A’s Come Up Short on Las Vegas Stadium Parking Spaces

Posted on: February 10, 2025, 05:04h. 

Last updated on: February 10, 2025, 05:04h.

A land-use permit filed last week by the Athletics with Clark County for their proposed Las Vegas Strip baseball stadium has more than 5,000 shortcomings — all of which are parking spaces.

An actual A’s stadium rendering featuring AI’s solution to where to fit thousands of extra cars with nowhere to park. (Images: Oakland Athletics, inset: GROK2)

The A’s have allotted for only 2,470 parking spaces in plans for the $1.75 billion stadium, 100 of which are reserved for office staff. But the county says the plans must include 7,500 spaces (one for every four seats). Actually, we’re not sure where the county came up with its figure because, according to their own formula, 8,250 spaces are required if the A’s are to build the 33K seats their plans call for.

That would make the shortfall exactly 5,780 spaces.

Not Even in the Same Ballpark

The A’s argue that they should be entitled to build only 33% of the parking spaces required by the county, because fans in Las Vegas are more likely than in other places to take the other modes of transportation available on the Strip.
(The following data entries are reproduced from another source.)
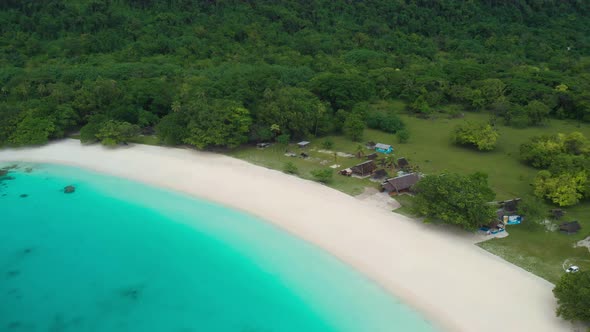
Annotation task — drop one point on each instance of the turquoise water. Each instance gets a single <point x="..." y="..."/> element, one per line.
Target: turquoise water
<point x="123" y="256"/>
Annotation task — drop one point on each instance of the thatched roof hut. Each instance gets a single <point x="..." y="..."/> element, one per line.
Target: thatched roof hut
<point x="401" y="183"/>
<point x="379" y="174"/>
<point x="364" y="169"/>
<point x="570" y="227"/>
<point x="402" y="163"/>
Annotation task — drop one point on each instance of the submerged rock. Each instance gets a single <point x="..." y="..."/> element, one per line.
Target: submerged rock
<point x="132" y="292"/>
<point x="14" y="325"/>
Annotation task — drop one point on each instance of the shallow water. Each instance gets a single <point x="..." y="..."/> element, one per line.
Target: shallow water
<point x="117" y="255"/>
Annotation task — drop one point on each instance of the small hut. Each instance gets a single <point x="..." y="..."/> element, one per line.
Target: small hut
<point x="402" y="163"/>
<point x="303" y="144"/>
<point x="364" y="169"/>
<point x="383" y="148"/>
<point x="557" y="213"/>
<point x="372" y="156"/>
<point x="345" y="172"/>
<point x="400" y="183"/>
<point x="510" y="206"/>
<point x="379" y="175"/>
<point x="571" y="227"/>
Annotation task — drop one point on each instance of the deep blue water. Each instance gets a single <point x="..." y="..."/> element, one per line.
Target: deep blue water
<point x="121" y="256"/>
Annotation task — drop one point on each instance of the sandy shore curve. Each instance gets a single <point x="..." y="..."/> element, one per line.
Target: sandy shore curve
<point x="456" y="285"/>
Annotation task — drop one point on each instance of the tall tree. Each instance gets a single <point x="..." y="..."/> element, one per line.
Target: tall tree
<point x="455" y="199"/>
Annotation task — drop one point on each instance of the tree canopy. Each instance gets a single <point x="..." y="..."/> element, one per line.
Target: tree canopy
<point x="573" y="296"/>
<point x="455" y="199"/>
<point x="165" y="65"/>
<point x="481" y="136"/>
<point x="565" y="160"/>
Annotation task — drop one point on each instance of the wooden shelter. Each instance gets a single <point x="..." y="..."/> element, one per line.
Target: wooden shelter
<point x="379" y="175"/>
<point x="345" y="172"/>
<point x="571" y="227"/>
<point x="383" y="148"/>
<point x="402" y="163"/>
<point x="510" y="206"/>
<point x="557" y="213"/>
<point x="400" y="183"/>
<point x="372" y="156"/>
<point x="303" y="144"/>
<point x="364" y="169"/>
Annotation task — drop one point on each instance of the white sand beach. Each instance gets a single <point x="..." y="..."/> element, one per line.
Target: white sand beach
<point x="454" y="283"/>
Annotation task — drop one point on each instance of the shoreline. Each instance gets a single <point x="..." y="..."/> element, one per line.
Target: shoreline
<point x="454" y="284"/>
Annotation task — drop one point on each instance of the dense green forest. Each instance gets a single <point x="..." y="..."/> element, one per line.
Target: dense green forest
<point x="222" y="73"/>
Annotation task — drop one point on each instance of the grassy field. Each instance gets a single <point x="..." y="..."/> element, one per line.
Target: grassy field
<point x="531" y="247"/>
<point x="429" y="147"/>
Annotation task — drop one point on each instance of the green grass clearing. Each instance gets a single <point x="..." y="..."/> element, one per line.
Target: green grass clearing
<point x="533" y="248"/>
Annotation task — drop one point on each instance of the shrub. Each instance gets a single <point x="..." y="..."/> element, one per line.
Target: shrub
<point x="403" y="136"/>
<point x="290" y="168"/>
<point x="482" y="136"/>
<point x="322" y="175"/>
<point x="327" y="144"/>
<point x="354" y="127"/>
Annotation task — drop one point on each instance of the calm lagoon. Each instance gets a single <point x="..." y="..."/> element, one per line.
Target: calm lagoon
<point x="118" y="255"/>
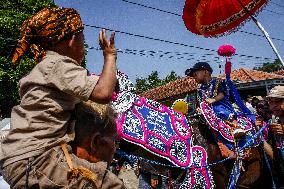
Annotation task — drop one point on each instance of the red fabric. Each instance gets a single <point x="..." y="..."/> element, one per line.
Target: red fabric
<point x="208" y="12"/>
<point x="228" y="67"/>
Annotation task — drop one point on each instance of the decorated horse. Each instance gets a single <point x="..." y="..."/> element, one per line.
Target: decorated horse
<point x="185" y="143"/>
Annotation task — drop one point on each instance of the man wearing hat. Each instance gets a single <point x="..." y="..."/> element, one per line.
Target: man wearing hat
<point x="211" y="90"/>
<point x="276" y="105"/>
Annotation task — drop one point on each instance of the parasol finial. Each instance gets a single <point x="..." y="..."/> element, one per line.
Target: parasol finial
<point x="227" y="51"/>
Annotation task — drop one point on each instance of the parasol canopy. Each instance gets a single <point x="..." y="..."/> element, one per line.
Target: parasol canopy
<point x="211" y="18"/>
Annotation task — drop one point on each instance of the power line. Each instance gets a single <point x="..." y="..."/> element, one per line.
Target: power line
<point x="168" y="12"/>
<point x="175" y="55"/>
<point x="149" y="7"/>
<point x="168" y="54"/>
<point x="170" y="42"/>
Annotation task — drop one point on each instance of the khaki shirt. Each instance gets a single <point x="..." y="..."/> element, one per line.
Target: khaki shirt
<point x="48" y="96"/>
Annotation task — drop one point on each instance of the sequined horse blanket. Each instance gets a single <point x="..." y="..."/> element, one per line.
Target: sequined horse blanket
<point x="223" y="131"/>
<point x="161" y="131"/>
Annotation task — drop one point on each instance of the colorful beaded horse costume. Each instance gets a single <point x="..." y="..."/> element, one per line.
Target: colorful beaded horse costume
<point x="219" y="118"/>
<point x="161" y="131"/>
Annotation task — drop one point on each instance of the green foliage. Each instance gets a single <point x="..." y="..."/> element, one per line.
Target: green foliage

These include rideshare, taxis, buses, the monorail and an eventual Vegas Loop stop.

However, the A’s are going to be Las Vegas’ home team. So shouldn’t at least half of its fans be expected to come from all around the Las Vegas Valley? Many locals live in areas where public transportation is either not available or prohibitively expensive.
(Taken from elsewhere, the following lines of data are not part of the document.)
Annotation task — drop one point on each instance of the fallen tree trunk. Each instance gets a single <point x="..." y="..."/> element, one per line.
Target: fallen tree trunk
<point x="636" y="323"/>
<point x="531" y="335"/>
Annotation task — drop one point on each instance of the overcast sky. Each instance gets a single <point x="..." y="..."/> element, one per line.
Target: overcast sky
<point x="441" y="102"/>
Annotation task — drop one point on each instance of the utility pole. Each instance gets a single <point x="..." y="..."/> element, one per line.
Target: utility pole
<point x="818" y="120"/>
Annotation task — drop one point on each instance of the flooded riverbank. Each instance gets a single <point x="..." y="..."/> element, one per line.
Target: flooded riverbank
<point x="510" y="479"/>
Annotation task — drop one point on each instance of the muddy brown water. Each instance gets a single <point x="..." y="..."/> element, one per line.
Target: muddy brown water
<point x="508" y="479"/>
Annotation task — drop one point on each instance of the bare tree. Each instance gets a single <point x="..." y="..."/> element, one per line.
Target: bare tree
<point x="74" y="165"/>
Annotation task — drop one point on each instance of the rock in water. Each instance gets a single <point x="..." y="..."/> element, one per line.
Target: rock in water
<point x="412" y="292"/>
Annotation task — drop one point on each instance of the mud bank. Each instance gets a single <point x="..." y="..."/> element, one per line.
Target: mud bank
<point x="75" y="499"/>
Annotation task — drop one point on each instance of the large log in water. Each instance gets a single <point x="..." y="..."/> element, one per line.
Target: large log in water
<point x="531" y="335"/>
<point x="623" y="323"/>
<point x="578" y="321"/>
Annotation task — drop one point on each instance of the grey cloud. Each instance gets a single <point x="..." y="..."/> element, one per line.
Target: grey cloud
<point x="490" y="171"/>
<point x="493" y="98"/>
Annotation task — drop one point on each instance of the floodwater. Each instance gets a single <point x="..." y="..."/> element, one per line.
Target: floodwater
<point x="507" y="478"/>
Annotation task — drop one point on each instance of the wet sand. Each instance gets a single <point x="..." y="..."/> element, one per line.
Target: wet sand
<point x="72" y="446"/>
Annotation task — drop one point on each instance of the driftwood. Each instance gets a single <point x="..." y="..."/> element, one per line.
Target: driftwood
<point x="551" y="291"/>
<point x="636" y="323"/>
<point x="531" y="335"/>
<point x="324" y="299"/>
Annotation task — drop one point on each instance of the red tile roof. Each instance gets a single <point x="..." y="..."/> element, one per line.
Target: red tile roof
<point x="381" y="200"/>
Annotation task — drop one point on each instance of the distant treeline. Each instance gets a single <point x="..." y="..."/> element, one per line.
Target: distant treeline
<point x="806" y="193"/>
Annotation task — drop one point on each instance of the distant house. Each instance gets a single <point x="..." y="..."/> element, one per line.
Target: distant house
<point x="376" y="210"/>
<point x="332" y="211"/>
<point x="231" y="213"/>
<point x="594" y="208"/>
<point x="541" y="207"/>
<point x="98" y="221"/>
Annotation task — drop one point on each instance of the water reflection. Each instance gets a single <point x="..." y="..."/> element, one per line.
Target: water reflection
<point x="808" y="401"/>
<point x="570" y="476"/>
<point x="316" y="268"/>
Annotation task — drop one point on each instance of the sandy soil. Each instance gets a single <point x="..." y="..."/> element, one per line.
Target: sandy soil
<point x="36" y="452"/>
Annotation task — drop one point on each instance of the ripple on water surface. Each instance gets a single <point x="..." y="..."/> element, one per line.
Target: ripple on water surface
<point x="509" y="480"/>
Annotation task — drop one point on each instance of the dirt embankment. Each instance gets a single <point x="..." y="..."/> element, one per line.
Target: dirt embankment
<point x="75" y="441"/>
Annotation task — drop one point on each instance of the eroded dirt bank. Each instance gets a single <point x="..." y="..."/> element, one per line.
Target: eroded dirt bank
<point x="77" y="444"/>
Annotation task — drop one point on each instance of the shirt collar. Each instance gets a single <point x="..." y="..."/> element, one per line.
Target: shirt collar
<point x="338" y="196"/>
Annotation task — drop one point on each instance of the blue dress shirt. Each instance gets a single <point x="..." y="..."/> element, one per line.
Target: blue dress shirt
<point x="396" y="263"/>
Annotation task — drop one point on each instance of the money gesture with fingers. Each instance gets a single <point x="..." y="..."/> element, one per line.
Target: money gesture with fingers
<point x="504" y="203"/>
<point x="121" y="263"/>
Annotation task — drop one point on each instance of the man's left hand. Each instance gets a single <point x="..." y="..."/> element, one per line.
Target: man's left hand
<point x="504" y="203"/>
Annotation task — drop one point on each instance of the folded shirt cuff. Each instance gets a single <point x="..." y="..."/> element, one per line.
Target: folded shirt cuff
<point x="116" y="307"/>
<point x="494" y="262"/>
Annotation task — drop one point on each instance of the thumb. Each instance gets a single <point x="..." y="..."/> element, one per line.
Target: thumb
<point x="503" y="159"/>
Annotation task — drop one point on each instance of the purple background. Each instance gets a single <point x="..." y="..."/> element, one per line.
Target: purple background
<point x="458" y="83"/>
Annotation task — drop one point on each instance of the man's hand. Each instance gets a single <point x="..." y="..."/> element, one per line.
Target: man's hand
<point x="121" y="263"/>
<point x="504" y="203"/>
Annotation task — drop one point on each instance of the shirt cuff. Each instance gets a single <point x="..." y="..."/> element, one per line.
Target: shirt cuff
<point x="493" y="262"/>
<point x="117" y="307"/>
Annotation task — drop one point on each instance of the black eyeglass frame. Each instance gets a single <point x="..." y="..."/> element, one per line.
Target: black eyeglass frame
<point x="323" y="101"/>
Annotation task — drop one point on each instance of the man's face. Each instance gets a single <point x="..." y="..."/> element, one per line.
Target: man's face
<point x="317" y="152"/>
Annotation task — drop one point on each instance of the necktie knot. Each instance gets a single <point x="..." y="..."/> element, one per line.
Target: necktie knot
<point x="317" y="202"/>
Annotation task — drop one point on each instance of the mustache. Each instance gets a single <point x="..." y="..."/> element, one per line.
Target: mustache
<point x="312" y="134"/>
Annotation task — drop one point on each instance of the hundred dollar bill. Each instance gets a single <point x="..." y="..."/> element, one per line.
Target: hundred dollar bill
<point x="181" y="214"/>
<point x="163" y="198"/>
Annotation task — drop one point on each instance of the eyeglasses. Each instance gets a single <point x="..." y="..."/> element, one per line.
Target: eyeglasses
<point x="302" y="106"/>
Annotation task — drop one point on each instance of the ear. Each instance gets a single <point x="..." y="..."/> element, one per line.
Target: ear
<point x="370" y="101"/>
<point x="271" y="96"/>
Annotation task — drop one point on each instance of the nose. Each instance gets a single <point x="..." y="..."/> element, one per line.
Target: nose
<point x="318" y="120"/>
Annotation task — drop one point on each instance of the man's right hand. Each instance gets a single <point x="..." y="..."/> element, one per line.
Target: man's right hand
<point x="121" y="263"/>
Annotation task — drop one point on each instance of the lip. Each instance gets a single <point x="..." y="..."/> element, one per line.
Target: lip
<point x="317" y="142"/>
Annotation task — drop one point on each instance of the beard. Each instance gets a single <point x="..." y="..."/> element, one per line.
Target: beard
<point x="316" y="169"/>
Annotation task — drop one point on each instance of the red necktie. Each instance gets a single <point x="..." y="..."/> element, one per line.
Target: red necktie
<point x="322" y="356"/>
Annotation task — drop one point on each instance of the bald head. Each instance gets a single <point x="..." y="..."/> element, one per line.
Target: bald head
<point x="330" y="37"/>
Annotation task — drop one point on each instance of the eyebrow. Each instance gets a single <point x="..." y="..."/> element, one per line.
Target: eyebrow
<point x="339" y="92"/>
Sports Illustrated writer Jason Burke on Monday suggested that this could all be a stalling tactic from A’s owner John Fisher.
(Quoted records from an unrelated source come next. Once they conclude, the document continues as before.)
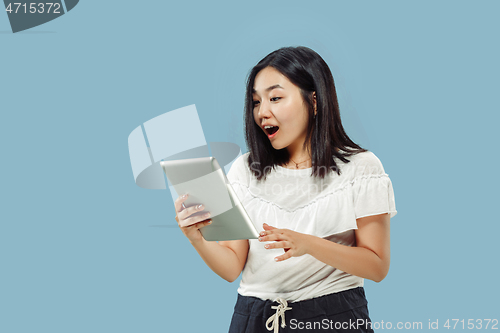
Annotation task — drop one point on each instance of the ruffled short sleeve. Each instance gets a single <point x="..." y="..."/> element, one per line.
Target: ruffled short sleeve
<point x="372" y="188"/>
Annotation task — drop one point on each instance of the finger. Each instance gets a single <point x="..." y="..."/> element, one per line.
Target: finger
<point x="272" y="237"/>
<point x="285" y="256"/>
<point x="179" y="202"/>
<point x="187" y="212"/>
<point x="278" y="245"/>
<point x="195" y="219"/>
<point x="200" y="224"/>
<point x="268" y="227"/>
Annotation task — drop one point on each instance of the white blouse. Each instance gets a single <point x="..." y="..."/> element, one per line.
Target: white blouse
<point x="327" y="208"/>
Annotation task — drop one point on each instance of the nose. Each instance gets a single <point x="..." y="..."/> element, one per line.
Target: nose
<point x="264" y="110"/>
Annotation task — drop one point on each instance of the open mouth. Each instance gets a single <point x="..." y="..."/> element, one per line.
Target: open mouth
<point x="271" y="130"/>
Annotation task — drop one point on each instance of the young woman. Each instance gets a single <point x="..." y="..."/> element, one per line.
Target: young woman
<point x="324" y="204"/>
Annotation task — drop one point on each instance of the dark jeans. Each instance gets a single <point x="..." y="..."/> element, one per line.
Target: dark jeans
<point x="345" y="311"/>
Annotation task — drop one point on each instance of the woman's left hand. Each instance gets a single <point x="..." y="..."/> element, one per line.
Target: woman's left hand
<point x="294" y="243"/>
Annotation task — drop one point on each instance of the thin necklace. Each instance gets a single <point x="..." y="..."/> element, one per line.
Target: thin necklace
<point x="297" y="164"/>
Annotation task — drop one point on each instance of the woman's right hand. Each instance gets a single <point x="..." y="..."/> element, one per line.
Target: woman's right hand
<point x="194" y="223"/>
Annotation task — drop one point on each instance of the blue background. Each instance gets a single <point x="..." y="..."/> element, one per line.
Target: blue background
<point x="84" y="249"/>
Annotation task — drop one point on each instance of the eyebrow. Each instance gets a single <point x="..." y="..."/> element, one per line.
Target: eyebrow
<point x="269" y="88"/>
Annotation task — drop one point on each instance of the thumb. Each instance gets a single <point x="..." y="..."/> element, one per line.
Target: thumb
<point x="268" y="227"/>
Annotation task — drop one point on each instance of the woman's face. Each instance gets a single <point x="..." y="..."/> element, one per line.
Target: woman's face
<point x="278" y="102"/>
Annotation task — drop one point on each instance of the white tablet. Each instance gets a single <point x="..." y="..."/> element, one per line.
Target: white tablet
<point x="206" y="183"/>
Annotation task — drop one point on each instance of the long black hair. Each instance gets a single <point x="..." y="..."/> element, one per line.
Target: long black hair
<point x="308" y="71"/>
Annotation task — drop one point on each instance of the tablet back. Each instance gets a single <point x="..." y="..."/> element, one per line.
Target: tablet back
<point x="207" y="184"/>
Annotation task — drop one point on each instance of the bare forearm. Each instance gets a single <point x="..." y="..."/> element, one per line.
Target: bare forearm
<point x="222" y="260"/>
<point x="357" y="261"/>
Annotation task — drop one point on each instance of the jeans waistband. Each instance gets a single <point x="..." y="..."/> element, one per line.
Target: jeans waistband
<point x="328" y="304"/>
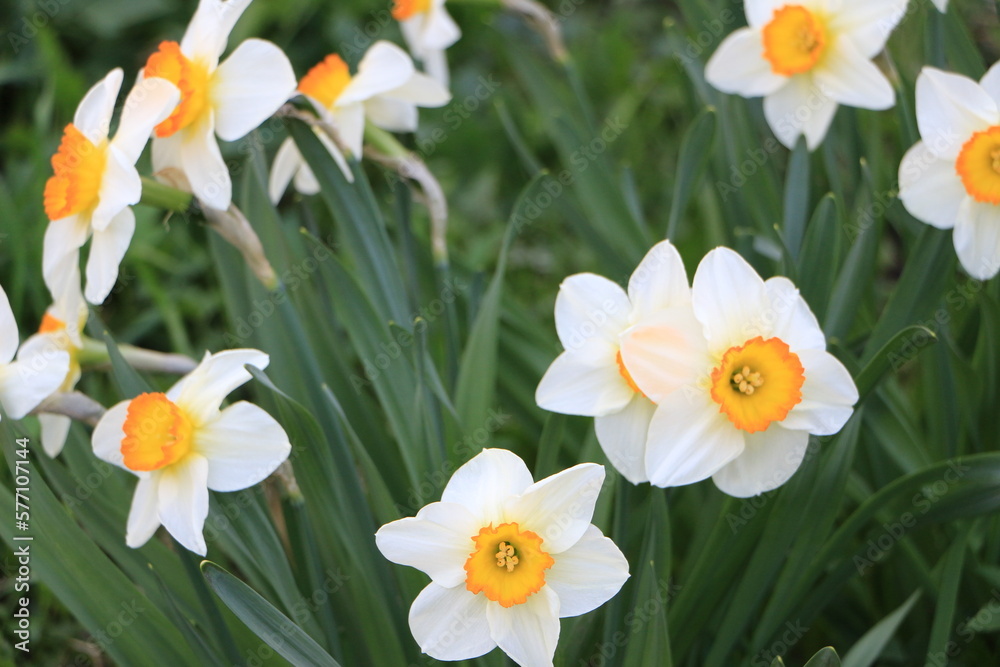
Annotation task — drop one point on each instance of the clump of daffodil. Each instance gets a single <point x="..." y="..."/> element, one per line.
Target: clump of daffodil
<point x="95" y="183"/>
<point x="227" y="99"/>
<point x="386" y="90"/>
<point x="507" y="557"/>
<point x="806" y="57"/>
<point x="763" y="383"/>
<point x="180" y="444"/>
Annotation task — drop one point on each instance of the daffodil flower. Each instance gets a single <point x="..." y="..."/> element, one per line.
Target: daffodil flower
<point x="507" y="558"/>
<point x="386" y="90"/>
<point x="26" y="382"/>
<point x="95" y="183"/>
<point x="428" y="30"/>
<point x="180" y="445"/>
<point x="805" y="57"/>
<point x="228" y="99"/>
<point x="766" y="383"/>
<point x="590" y="377"/>
<point x="951" y="177"/>
<point x="61" y="330"/>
“Fisher is known for his stall tactics (at least in Oakland) as a negotiating ploy,” the reporter wrote, reasoning that the billionaire is “waiting for interest rates to come down, or for a break in the market that would allow him to save a bit of money on the project, given how uncertain the costs of goods is from day today.

“He’s going to need a lot of steel, and China produces more than half of the world’s supply.”